しかし、借金をしてから還すまでの道のりを考えると、もう私はお金を借りない方がいいだろうと思えます。

今度は何かあっても借金する必要がないように、しっかりとお金を貯めておきたいと思います。

当初は節約が苦手とのことでしたが、順調に借金を返済するうちに節約上手になってしまったようですね。

カードローン利用前よりも、貯金のペースがアップしたとのことで、まさに怪我の功名といったところかもしれません。

カードローンがお金について真剣に考えるきっかけになった点については、素晴らしいことと言えるでしょう。

回答者:武藤英次

これからカードローンを利用しようと考えている人へ

お金というのは、必要な時に必要なだけあるとは限りません。

中にはどうしても、お金が必要だけれど今はない、という状況になることもあるでしょう。

そんな時は、カードローンに頼るという選択肢も悪いものではないと思います。

カードローンを利用する場合、返済するために大切なのは利用目的と返済計画だと思います。
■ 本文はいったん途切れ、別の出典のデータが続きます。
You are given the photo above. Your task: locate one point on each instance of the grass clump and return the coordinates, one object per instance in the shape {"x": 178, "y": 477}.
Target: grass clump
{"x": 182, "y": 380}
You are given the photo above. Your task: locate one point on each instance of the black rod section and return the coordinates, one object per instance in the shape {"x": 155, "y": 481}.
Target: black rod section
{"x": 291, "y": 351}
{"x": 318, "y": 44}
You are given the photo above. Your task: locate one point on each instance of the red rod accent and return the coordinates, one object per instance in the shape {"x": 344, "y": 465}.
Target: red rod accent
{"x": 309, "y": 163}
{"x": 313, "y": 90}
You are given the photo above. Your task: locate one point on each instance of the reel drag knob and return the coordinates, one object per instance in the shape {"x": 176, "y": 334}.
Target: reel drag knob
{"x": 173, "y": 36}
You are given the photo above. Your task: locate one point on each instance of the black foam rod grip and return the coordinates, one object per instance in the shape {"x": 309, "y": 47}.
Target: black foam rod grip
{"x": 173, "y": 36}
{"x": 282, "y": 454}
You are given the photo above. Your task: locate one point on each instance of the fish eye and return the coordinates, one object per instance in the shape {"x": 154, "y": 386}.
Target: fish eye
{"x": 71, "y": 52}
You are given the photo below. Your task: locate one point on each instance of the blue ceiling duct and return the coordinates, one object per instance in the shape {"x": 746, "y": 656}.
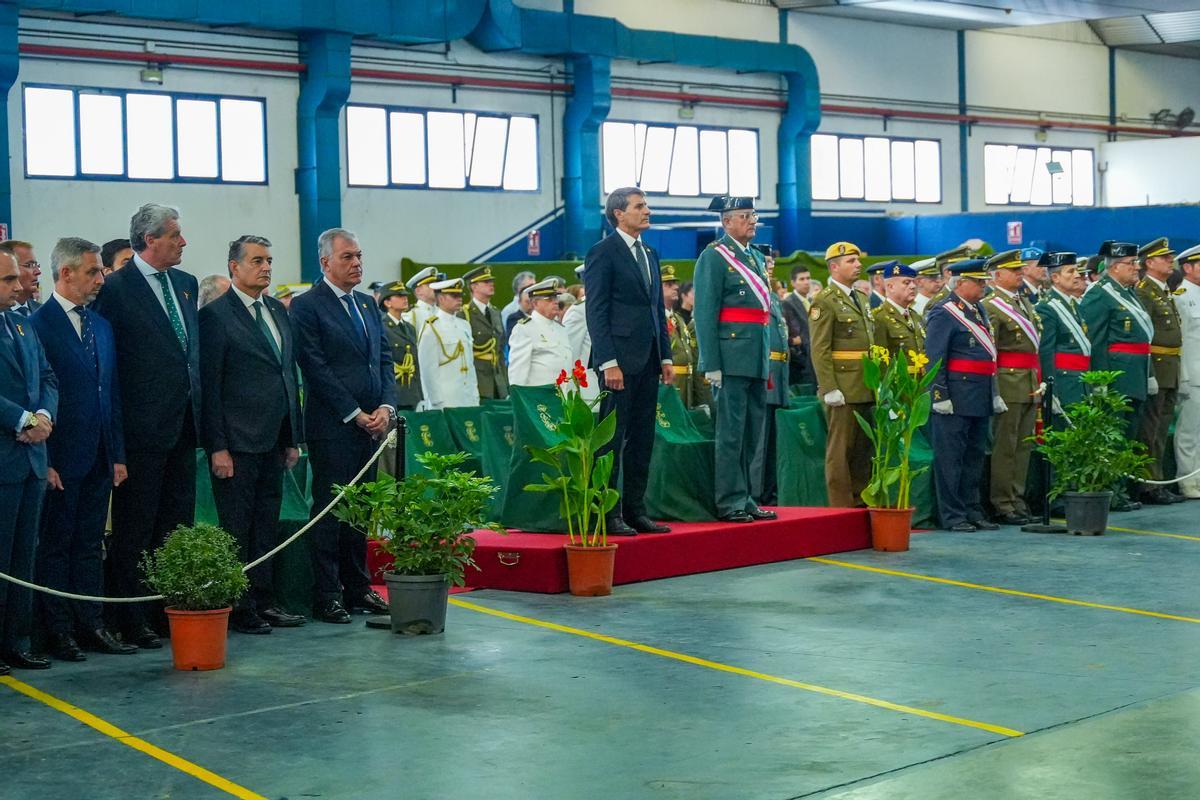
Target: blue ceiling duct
{"x": 508, "y": 26}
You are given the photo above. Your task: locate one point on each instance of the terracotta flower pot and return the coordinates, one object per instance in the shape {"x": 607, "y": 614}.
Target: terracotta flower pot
{"x": 198, "y": 638}
{"x": 891, "y": 529}
{"x": 589, "y": 570}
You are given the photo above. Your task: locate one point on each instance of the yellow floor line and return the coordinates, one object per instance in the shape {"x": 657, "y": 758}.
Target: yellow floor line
{"x": 738, "y": 671}
{"x": 1001, "y": 590}
{"x": 130, "y": 740}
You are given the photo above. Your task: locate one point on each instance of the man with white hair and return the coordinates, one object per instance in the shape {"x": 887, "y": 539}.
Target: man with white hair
{"x": 349, "y": 403}
{"x": 151, "y": 306}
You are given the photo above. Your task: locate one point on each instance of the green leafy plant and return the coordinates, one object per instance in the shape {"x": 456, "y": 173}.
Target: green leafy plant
{"x": 581, "y": 476}
{"x": 1092, "y": 452}
{"x": 196, "y": 569}
{"x": 901, "y": 407}
{"x": 424, "y": 522}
利用目的が一時的なものであれば返済しやすく、継続的に必要なものであれば返済は難しくなるでしょう。

また、最初から計画を立てて返済できれば完済するまでの道のりが楽になりますが、無計画に返済していてもなかなか返済しきれなくなるでしょう。

返済というのは、いわば山登りだと思います。

同じ山頂を目指すにしても、しっかりとした登山計画を立ててから山を登れば道中は楽になり、無計画のままで適当に山を登っていると途中で道に迷ったり、行き止まりになって引き返したりする羽目になるでしょう。

下手すると遭難するかもしれません。

完済という山頂を目指して、最短距離を登っていくにはやはり最初から計画してそれに従っていくことが大切です。

その計画から外れてしまうと、返済までの計画もくるってしまうでしょう。

今回は、カードローンを利用することでお墓代を支払うことができ、兄や母にもメンツを立てることができました。

今後も利用する機会があるかどうかはわかりませんが、もしもの時にも慌てずに済むようにしたいと思います。

最後には見事に完済した上に、貯蓄も順調ということで、申し分ない結果に終わったと言えるでしょう。

利用目的と返済計画が大切であるのは間違いなく、また「返済が山登り」という例えも秀逸に感じます。

ひとことだけ大切なポイントを補足するとすれば、「カードローンは毎月の生活費の赤字の穴埋めには向かない」ということです。借金で赤字体質を改善することはできません。

カードローンが役に立つのは、原則として「一時的にお金が必要になった場合のみ」ということを覚えておくようにしてください。